The default label that is used by the format utility and the installation software for a disk that is less than 2 TB in size is a VTOC label.
You can use the fdisk utility on a disk that is greater than 1 TB on x86 systems. Support is added for up to 2-TB partitions in the MBR for non-EFI partition types. This support means that Solaris partitions can go up to 2 TB. Other non-EFI partitions may be subject to a limit depending on partition type.
When the fdisk utility is run on a disk that is greater than 2 TB in size, a warning message is displayed to indicate that you cannot create a non-EFI partition that is greater than 2 TB.
Keep in mind that you cannot move a disk over 1 TB with a legacy MBR or a legacy VTOC to a previous Solaris release. EFI labeled disks continue to work as in previous Solaris releases.
For more information about the EFI label changes in this release, see EFI Disk Label.
Oracle Solaris 11: This Solaris release provides support for the Internet Storage Name Service (iSNS) protocol in the Solaris iSCSI target and initiator software. The iSNS protocol allows for the automated discovery, management, and configuration of iSCSI devices on a TCP/IP network.
See the following resources for step-by-step instructions:
For information about configuring the Oracle Solaris iSCSI target to use a third-party iSNS server, see Chapter 14, Configuring Storage Devices With COMSTAR.
For information about configuring the Solaris iSCSI target with a Solaris iSNS server, see Chapter 15, Configuring and Managing the Oracle Solaris Internet Storage Name Service (iSNS) and isnsadm(1M).

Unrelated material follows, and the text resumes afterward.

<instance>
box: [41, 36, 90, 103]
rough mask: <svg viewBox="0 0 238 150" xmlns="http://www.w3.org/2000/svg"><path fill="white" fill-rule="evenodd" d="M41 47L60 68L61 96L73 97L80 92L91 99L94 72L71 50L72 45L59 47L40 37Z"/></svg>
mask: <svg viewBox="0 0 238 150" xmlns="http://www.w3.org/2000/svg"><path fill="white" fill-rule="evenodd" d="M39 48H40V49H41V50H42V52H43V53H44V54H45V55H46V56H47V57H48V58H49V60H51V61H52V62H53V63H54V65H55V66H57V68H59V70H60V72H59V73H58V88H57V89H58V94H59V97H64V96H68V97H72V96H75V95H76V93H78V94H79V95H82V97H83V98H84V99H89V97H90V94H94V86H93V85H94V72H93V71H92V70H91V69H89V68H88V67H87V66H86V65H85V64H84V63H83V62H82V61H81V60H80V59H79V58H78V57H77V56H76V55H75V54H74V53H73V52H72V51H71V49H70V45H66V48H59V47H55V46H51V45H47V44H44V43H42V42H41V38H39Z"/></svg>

Oracle Solaris 11: iSCSI is an Internet Protocol (IP)-based storage networking standard for linking data storage subsystems. By carrying SCSI commands over IP networks, the iSCSI protocol enables you to mount disk devices, from across the network, onto your local system. On your local system, you can use the devices like block devices.
Common Multiprotocol SCSI TARget, or COMSTAR, a software framework enables you to convert any Oracle Solaris 11 host into a SCSI target device that can be accessed over a storage network by initiator hosts
For more information, see Chapter 14, Configuring Storage Devices With COMSTAR.
Oracle Solaris 11: The GRUB boot menu has replaced the previous method for booting an x86 system. In the area of disk management, you use the GRUB interface when booting from an alternative device to replace a system disk or when installing the bootblocks.
The GRUB boot environment provides the following features:
Network boot – Boot from the network by pressing the F12 key during the BIOS configuration phase.
Single-user boot – Boot to single-user mode by selecting this option from the Solaris failsafe boot menu:
Then, use the e (edit) option to add the -s single-user option. For example:
kernel /platform/i86pc/multiboot -s
Press return and then press the b key to boot the system. Press control-D to boot the system back to multiuser mode.
In the GRUB environment, you cannot use the fmthard command to install the boot blocks automatically when run on an x86 system. You must install the boot blocks separately.
For detailed feature information and instructions on using the new GRUB based booting on x86 systems, see Booting and Shutting Down Oracle Solaris on x86 Platforms.
This feature is not available on SPARC systems.
Oracle Solaris 11: The SCSI driver, ssd or sd, supports 2 terabytes and greater. The SCSI driver, ssd or sd, is limited to 2 TB in previous Solaris releases.
The format utility can be used to label, configure, and partition these larger disks. For information about using the EFI disk label on large disks and restrictions with the fdisk utility, see Restrictions of the EFI Disk Label.